Innenminister Wolfgang Sobotka (ÖVP) hat seine Pläne für ein Auftrittsverbot ausländischer Politiker bei Versammlungen in Österreich vorgelegt. Anlass dafür sind mögliche Einsätze türkischer Politiker bei Wahlkampfveranstaltungen in Österreich. Laut dem Entwurf zum Versammlungsgesetz soll der Innenminister künftig gemeinsam mit dem Außenminister solche Auftritte untersagen können. Dass nicht nur speziell türkische, sondern generell ausländische Regierungsvertreter oder hohe Parteienvertreter betroffen sein sollen, rechtfertigte Sobotka im Ö1-"Morgenjournal" so: "Wir haben Communities aus Bosnien, aus der Türkei, aus Tschetschenien, wir kennen unsere doch sehr unter Beobachtung stehenden Ethnien - aus diesem Grund ist das der richtige Ansatz." 

Anders sieht das allerdings der Koalitionspartner SPÖ. Kanzleramtsminister Thomas Drozda kritisierte Sobotkas Entwurf in der "Tiroler Tageszeitung" am Donnerstag als "völlig untauglich". Er sei über die Vorschläge "schwer verärgert". Denn, so Drozda: "Der Innenminister hat zu 98 Prozent jenen Gesetzesentwurf zur Verschärfung des Demonstrationsverbots vorgelegt, den wir schon vor drei Wochen, weil klar verfassungswidrig, abgelehnt haben."

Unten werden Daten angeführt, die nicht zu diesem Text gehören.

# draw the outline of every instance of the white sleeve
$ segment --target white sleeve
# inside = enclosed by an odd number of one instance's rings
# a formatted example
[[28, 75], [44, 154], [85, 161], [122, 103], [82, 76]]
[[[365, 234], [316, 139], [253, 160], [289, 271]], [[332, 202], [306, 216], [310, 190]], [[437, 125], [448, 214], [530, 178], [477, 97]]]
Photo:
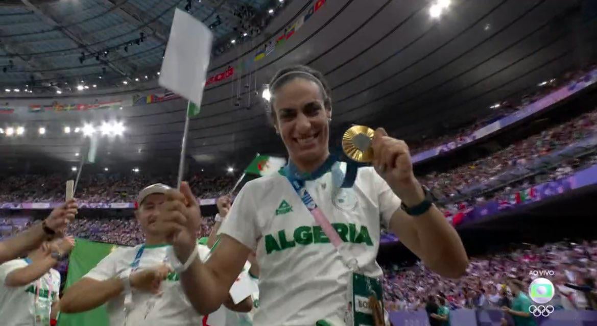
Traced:
[[374, 189], [377, 191], [381, 224], [386, 228], [389, 228], [392, 216], [400, 208], [401, 201], [388, 185], [387, 182], [377, 174], [373, 167], [369, 167], [367, 169], [370, 169], [371, 178], [375, 185]]
[[0, 282], [4, 284], [6, 278], [11, 272], [26, 267], [28, 264], [23, 259], [13, 259], [0, 265]]
[[94, 267], [83, 277], [93, 278], [96, 281], [105, 281], [118, 275], [121, 271], [116, 271], [116, 262], [118, 256], [120, 256], [124, 249], [118, 249], [113, 253], [104, 257], [104, 259], [97, 263], [96, 267]]
[[257, 227], [257, 208], [251, 196], [260, 193], [259, 189], [256, 189], [257, 187], [250, 181], [242, 187], [218, 231], [219, 234], [227, 234], [254, 252], [257, 250], [257, 240], [261, 235]]

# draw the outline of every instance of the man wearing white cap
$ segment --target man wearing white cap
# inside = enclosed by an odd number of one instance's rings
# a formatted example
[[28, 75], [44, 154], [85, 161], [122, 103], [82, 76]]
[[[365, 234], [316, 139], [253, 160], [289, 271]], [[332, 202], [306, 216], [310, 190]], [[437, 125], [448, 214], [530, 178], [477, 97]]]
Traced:
[[[202, 316], [193, 309], [180, 285], [178, 274], [172, 268], [171, 247], [155, 223], [165, 200], [164, 193], [170, 188], [156, 184], [141, 191], [135, 217], [146, 243], [115, 250], [66, 289], [60, 301], [62, 312], [81, 312], [107, 303], [112, 326], [224, 324], [222, 308], [208, 316]], [[201, 258], [205, 259], [209, 250], [202, 247], [198, 250]], [[225, 305], [229, 309], [248, 311], [252, 302], [249, 297], [237, 305], [232, 302]]]

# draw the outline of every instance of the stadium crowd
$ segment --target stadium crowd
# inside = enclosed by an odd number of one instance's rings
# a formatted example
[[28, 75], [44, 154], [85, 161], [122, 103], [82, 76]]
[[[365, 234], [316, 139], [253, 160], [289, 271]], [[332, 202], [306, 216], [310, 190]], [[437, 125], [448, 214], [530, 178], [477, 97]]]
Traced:
[[[64, 197], [64, 181], [75, 175], [54, 173], [0, 176], [0, 203], [59, 202]], [[132, 203], [139, 191], [158, 182], [175, 184], [176, 176], [135, 173], [82, 173], [77, 186], [77, 199], [89, 203]], [[232, 188], [233, 176], [210, 176], [195, 174], [189, 181], [193, 191], [201, 198], [216, 198]]]
[[583, 69], [568, 72], [563, 74], [559, 78], [554, 78], [541, 83], [534, 92], [524, 94], [522, 97], [518, 96], [509, 98], [494, 104], [492, 107], [494, 110], [492, 113], [489, 115], [485, 114], [477, 120], [467, 123], [464, 126], [445, 126], [445, 128], [444, 128], [445, 130], [442, 129], [443, 134], [441, 136], [426, 138], [423, 139], [410, 142], [411, 154], [414, 155], [452, 141], [458, 142], [459, 141], [468, 136], [476, 130], [534, 103], [550, 92], [567, 85], [570, 82], [582, 80], [587, 73], [595, 68], [597, 68], [597, 65], [592, 64]]
[[[549, 278], [555, 288], [550, 304], [556, 309], [597, 309], [597, 241], [519, 246], [524, 247], [472, 257], [466, 274], [456, 280], [442, 278], [421, 265], [399, 272], [398, 268], [384, 269], [386, 309], [424, 309], [430, 295], [445, 298], [451, 309], [499, 309], [512, 300], [511, 293], [503, 287], [506, 280], [516, 278], [528, 287], [537, 277], [531, 271], [554, 272]], [[592, 288], [592, 293], [567, 285], [586, 285]]]
[[489, 156], [448, 171], [432, 172], [421, 177], [420, 180], [433, 189], [438, 197], [449, 197], [467, 187], [486, 182], [508, 169], [528, 164], [596, 133], [597, 109], [594, 109], [516, 142]]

Auch die Gesetzespassage zum Auftrittsverbot von ausländischen Politikern für Wahlkampfzwecke sei in der "Sache untauglich". Die SPÖ werde deshalb nächste Woche ein Gespräch mit dem Innenminister führen, um eine adäquate Formulierung zu finden. Er verstehe nicht, wieso sich Sobotka nicht schlicht an die Formulierungsvorgabe des Artikels 16 Europäische Menschenrechtskonvention gehalten habe, so Drozda.

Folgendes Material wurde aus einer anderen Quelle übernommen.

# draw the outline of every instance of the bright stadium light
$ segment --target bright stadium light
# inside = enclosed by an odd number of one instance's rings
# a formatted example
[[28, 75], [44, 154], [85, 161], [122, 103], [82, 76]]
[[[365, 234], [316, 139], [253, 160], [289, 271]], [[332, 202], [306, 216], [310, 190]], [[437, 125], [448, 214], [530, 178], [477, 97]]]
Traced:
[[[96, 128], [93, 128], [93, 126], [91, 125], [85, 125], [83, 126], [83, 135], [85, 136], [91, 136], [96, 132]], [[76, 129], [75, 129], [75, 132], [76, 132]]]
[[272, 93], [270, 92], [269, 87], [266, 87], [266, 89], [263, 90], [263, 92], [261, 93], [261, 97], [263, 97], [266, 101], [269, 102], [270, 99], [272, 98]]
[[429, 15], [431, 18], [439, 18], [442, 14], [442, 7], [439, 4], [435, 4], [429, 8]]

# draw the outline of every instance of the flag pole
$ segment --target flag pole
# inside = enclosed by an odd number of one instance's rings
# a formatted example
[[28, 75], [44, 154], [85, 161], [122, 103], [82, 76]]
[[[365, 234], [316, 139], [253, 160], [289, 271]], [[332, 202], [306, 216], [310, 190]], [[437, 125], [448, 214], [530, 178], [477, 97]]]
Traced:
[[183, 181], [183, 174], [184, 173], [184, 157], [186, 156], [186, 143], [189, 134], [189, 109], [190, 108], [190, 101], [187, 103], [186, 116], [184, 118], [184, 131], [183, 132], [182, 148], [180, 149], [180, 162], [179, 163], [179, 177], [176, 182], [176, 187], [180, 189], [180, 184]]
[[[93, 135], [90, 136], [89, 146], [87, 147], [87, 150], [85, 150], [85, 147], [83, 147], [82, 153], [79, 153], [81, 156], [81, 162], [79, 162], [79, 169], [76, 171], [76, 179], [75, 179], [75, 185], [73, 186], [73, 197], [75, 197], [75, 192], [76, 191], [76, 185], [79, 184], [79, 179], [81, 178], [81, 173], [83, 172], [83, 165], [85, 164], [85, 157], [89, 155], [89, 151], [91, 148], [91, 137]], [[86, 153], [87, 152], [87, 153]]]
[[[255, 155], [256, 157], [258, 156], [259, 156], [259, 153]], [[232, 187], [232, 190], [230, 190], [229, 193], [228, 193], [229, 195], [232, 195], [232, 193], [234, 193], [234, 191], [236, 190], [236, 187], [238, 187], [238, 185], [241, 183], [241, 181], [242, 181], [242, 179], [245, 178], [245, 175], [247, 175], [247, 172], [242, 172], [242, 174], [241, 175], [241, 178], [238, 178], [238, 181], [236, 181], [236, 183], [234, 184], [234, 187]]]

"Berücksichtigung der sich aus der EMRK ergebenden Schranken"

Konkret heißt es in Sobotkas Entwurf: "Wird an einer Versammlung voraussichtlich ein Vertreter des öffentlichen politischen Lebens eines ausländischen Staates teilnehmen, hat die Behörde den Bundesminister für Inneres zu verständigen, der die Entscheidung über eine Untersagung an sich ziehen kann. Diesfalls obliegt ihm im Einvernehmen mit dem Bundesminister für Europa, Integration und Äußeres nach Anhörung der Bundesregierung die allfällige Untersagung der Versammlung unter Berücksichtigung der sich aus der Europäischen Menschenrechtskonvention ergebenden Schranken."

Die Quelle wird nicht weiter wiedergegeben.